Denn im Mai fiel dem Museum erneut das Glück in den Schoß. Wieder wurde eine traditionsreiche Apotheke übernommen, diesmal in Bad Langensalza selbst. Albrecht Kiesow wurde zum neuen Inhaber der Mohren-Apotheke und mistete aus. „Ich hatte erfahren, dass Herr Kiesow am Erhalt des Inventars sehr interessiert ist und ihn kontaktiert, um zu fragen, ob wir nicht einen Teil davon im Museum unterbringen wollen. Dafür war er glücklicherweise sehr aufgeschlossen.“ 131 Gegenstände vermachte er dem Museum im Mai, fast alle aus DDR-Zeiten. Diese werden nun in verschiedenen Räumen des Museums ausgestellt.

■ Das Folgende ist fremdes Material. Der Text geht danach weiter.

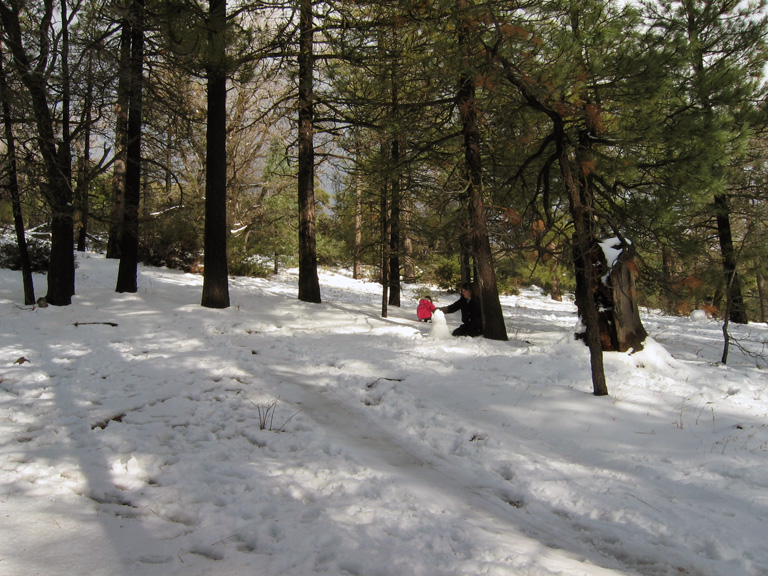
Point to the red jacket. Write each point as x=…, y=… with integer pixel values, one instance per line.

„Wir haben durch die Schenkung mehrere große Arbeitsgeräte erhalten wie eine Handtablettiermaschine, eine Salbenmaschine oder einen Dampfsterilisator“, erzählt Tominski, „außerdem einen Glasballon in einem abgepolsterten Metallkorb, der Wofasept enthielt“, ein Desinfektionsmittel, das vom VEB Chemiekombinat Bitterfeld hergestellt wurde. „Solche Objekte sagen viel mehr aus, als ihre technischen Daten“, erklärt die Museumsleiterin. Denn sie wecken bei vielen Besuchern eigene Erinnerungen. Gleiches gilt für eine Vitrine, in der alte Arzneimittelpackungen von Medikamenten ausgestellt sind, die in Thüringen produziert wurden. „Manche Besucher stehen dann ganz lange davor und erinnern sich, dass sie selbst oder ihre Eltern diese Medikamente genommen haben.“
Ältere Apotheker wiederum würden oft lange die Instrumente anschauen und sich daran erinnern, welche Erfahrungen sie damals damit gemacht haben. „Eine Besucherin hat uns mal erzählt, dass sie als Lehrling die Aufgabe hatte, mit der gleichen Maschine wie der unseren 1000 Pillen mit der Hand herzustellen. Am nächsten Tag kam sie ins Labor und musste feststellen, dass die Hälfte davon zerfallen war.“
Mit solchen Eindrücken würden gleichzeitig Brüche und Kontinuitäten in der Region verdeutlicht, erläutert Tominski. Denn während sich die älteren der jährlich rund 7000 Besucher noch an Volkseigene Betriebene und Chemiekombinate erinnern, können die Jüngeren lernen, auf welche Tradition Standorte der Arzneimittelherstellung wie Jena oder Königssee zurückblicken.
Entsprechend würde Tominski dem lokalen Publikum in Zukunft gern auch die jüngere Apothekengeschichte der Region näherbringen. Eine erste Gelegenheit dazu hat sie in wenigen Wochen. Denn am 9. September ist bundesweit Tag des offenen Denkmals und das Apothekenmuseum nimmt daran mit einer kleinen Sonderausstellung zur Apothekengeschichte in Bad Langensalza teil – inwiefern sich das später in eine Dauerausstellung übertragen lässt, sei jedoch noch offen.